56e5630023fe905b2a8f511e24d9b84a.pdf (3 MB)

360's 2018 APT review highlights DPRK-linked activity through Lazarus Group and Group 123/APT37 sections rather than a single incident. The Lazarus section notes that vendor naming was becoming less clear, with FireEye separating financially motivated activity as APT38, and lists reported activity including the Celas Trade Pro cryptocurrency trading application for Windows and Mac, Ryuk's code similarities to HERMES, Cosmos Bank theft, HIDDEN COBRA ATM alerts, Trend Micro ATM attacks, and Operation Sharpshooter implants suspected to share Duuzer backdoor code.

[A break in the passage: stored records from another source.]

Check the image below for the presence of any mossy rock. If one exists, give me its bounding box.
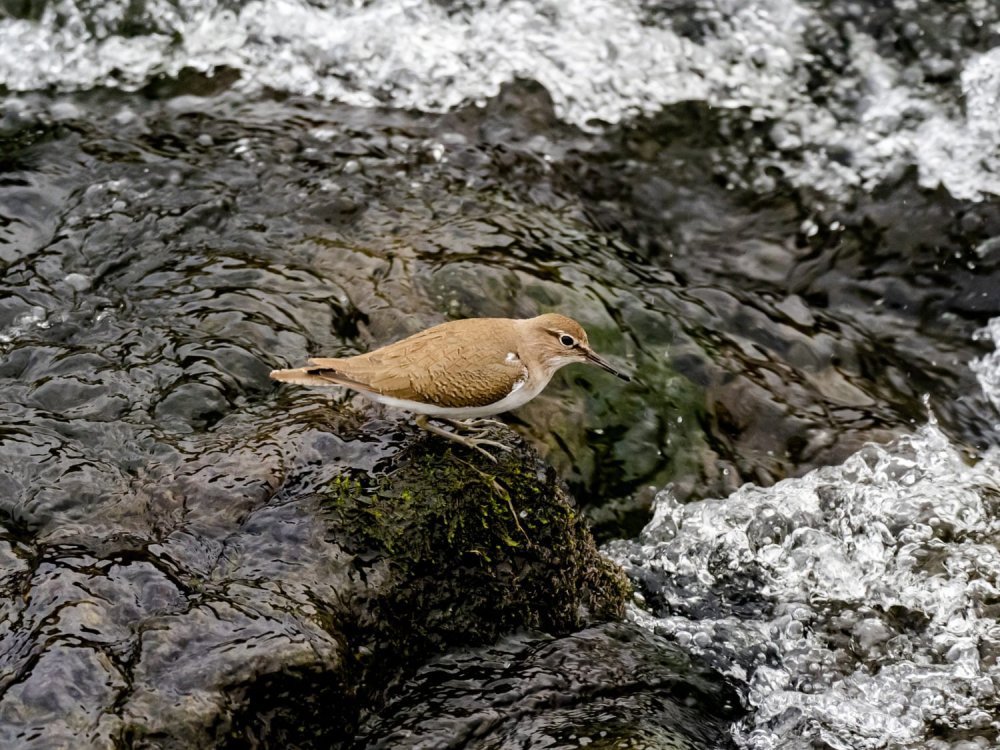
[325,432,630,660]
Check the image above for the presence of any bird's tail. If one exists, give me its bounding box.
[271,366,377,391]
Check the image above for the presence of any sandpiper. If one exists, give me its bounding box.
[271,313,630,460]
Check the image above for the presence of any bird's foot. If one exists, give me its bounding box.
[415,414,512,463]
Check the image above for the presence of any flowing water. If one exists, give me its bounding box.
[0,0,1000,750]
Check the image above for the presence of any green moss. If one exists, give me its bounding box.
[324,433,630,657]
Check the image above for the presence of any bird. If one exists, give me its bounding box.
[270,313,631,461]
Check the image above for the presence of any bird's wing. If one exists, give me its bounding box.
[303,329,526,408]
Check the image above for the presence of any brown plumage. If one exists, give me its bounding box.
[271,313,628,417]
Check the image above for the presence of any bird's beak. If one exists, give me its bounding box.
[580,346,632,383]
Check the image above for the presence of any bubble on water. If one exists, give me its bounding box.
[607,426,1000,750]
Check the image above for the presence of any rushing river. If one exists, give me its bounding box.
[0,0,1000,750]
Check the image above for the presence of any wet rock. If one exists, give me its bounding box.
[0,404,629,748]
[351,624,740,750]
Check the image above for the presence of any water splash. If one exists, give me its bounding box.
[608,426,1000,750]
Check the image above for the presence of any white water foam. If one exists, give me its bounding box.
[607,426,1000,750]
[0,0,1000,200]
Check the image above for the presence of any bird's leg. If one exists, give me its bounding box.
[414,414,511,463]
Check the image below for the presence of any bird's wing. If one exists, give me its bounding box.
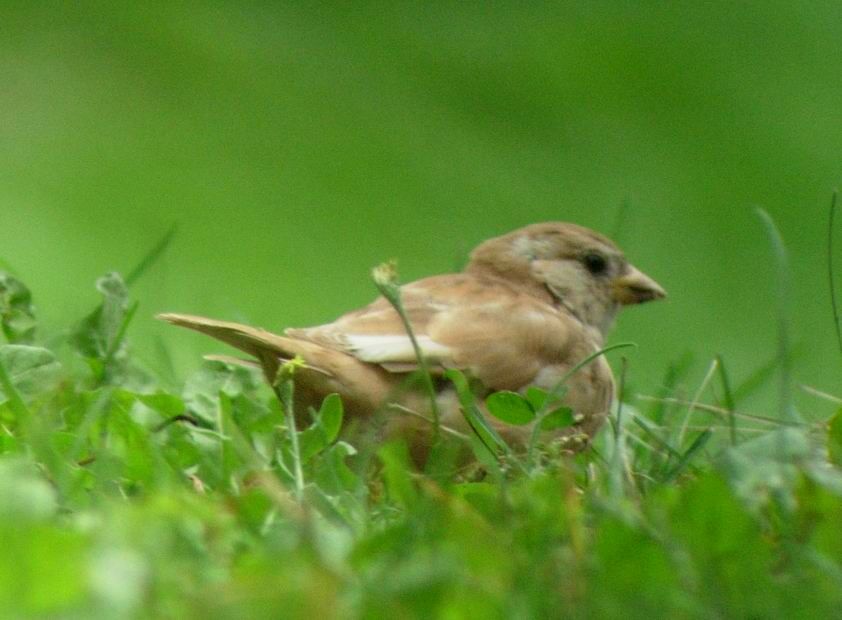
[286,274,569,389]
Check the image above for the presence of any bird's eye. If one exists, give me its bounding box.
[582,252,608,275]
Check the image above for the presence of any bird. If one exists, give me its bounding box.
[157,222,666,460]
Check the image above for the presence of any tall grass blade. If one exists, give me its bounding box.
[716,355,737,446]
[126,224,178,286]
[756,207,800,422]
[827,190,842,360]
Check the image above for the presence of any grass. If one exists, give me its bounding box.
[0,220,842,618]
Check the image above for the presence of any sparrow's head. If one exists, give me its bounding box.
[467,222,666,335]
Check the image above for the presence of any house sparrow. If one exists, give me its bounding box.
[158,222,665,454]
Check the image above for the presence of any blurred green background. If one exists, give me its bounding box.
[0,1,842,408]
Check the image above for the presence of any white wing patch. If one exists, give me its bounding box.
[344,334,450,364]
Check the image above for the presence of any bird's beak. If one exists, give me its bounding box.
[614,265,667,306]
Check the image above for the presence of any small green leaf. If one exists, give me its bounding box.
[827,409,842,466]
[318,394,343,443]
[541,407,574,431]
[526,385,550,411]
[0,344,61,398]
[444,368,509,457]
[485,391,535,426]
[71,273,129,360]
[377,441,418,508]
[298,394,342,461]
[0,271,35,344]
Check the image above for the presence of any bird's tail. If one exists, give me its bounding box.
[156,313,320,381]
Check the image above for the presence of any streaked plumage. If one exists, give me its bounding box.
[160,222,665,452]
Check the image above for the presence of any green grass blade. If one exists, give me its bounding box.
[664,429,713,482]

The Group 123 section describes a North Korea-linked actor also known as Reaper, APT37, Geumseong121, and Scarcruft, active since at least 2012 and initially focused on South Korea before expanding toward Japan, Vietnam, the Middle East, and industrial verticals such as chemicals, electronics, manufacturing, aerospace, automotive, and healthcare. The report matters for DPRK tracking because it places Lazarus, APT38, and APT37 activity in a broader 2018 APT landscape while emphasizing attribution challenges caused by changing tools, anonymous infrastructure, false flags, and copied techniques.